Monday 26 March 2007

What Moves You (Part II)

This is the 2nd post in the series. Click here for the 1st.

Ty and Nat started talking about a conversation they had a while ago with some bigwigs up in Portland. They were having dinner with said bigwigs when everyone started going around the table and describing what drove them through life. Natalie’s driving force was change. This didn’t surprise me.

I first met Natalie and Tyrone immediately after the Ralph Nader campaign in 2000. We were fresh, young idealists, and change was in the air. We shared a vision – one where people lived in tune with the environment and in tune with each other - and we firmly believed with a little bit of hard work, we could make it happen. We had no idea how much the odds were stacked against us, but the cold, hard door of reality slammed in our faces quickly enough. Years later, we’re no longer the fresh, young idealists we used to be. “I wouldn’t bet on it,” Natalie said, referring to the change we all hoped for, “but I still believe it could happen, and that’s what keeps me going.”

I knew Tyrone’s answer before he even said it – compassion. Tyrone’s a reader, a thinker, a philosopher – an Eastern philosopher to be exact. Mixed between Natalie’s copy of Marx’s Kapital, and various offerings by Noam Chomsky, you’ll find books by The Dali Lama, Ken Wilbur, and other Eastern-type philosophers. Those are Tyrone’s. But my knowledge of his answer came from more than that. Tyrone and I are alike in a lot of ways – not all ways, but many – especially in matters of the mind and spirit.

Then, like I hoped they would, like I knew they would, they asked what drove me. “Whew, that’s a good question,” I said looking away, taking a deep breath, trying to concentrate. I knew the answer, but how to put it into words??? So, I just jumped in. “I want to feel alive. I want to feel everything,” I said thinking for a moment, “but then sometimes it all gets to be too much, and I don’t want to feel anything.” They were looking at me intensely. So I went on. “And it changes from day to day. Sometimes I’m driven by selfish desires and other times they’re more altruistic, and I can feel those forces inside me struggling all the time.” I took a deep breath again. My heart was pounding, my blood was pumping, my skin tingling. Tyrone and Natalie were nodding their heads in agreement – egging me on. “What I really want is freedom. I want to live in a world where people can be free to be who they really are without worrying about what others think, where people don’t have to be afraid to be different. I guess what I really want is a world where people don’t judge each other so harshly.” I looked at them, and they looked at me, and there was nothing more to say. At that moment, there were no more questions to answer, no more fears to slay, no more doubts to vanquish.

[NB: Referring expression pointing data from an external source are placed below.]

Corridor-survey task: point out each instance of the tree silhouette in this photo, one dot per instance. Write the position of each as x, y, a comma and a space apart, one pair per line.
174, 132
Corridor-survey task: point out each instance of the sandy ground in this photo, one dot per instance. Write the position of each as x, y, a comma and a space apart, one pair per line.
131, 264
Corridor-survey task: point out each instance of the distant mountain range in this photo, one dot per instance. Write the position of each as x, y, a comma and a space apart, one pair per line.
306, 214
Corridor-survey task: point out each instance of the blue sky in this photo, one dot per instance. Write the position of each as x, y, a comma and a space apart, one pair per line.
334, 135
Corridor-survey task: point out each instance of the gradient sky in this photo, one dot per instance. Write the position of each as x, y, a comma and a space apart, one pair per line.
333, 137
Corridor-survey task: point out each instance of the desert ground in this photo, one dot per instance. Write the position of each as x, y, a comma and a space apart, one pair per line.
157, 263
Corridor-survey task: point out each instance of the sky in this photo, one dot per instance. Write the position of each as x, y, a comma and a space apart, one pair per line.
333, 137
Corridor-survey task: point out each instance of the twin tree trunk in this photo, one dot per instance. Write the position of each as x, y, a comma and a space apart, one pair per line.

“Conformity,” Tyrone said and I knew he understood. We all knew. We knew because our answers were just different ways of saying the same thing. Where there is compassion, there is no judgment. Judgment can only occur when you separate yourself from someone or something, and if you have compassion, you cannot separate. As the Buddhists, Taoists, Hindus or any wise man or any wise woman would say, that’s when you become one. And I have to believe in a world where that’s possible. I have to believe in change. Because if I didn’t, I really wouldn’t see any point in anything.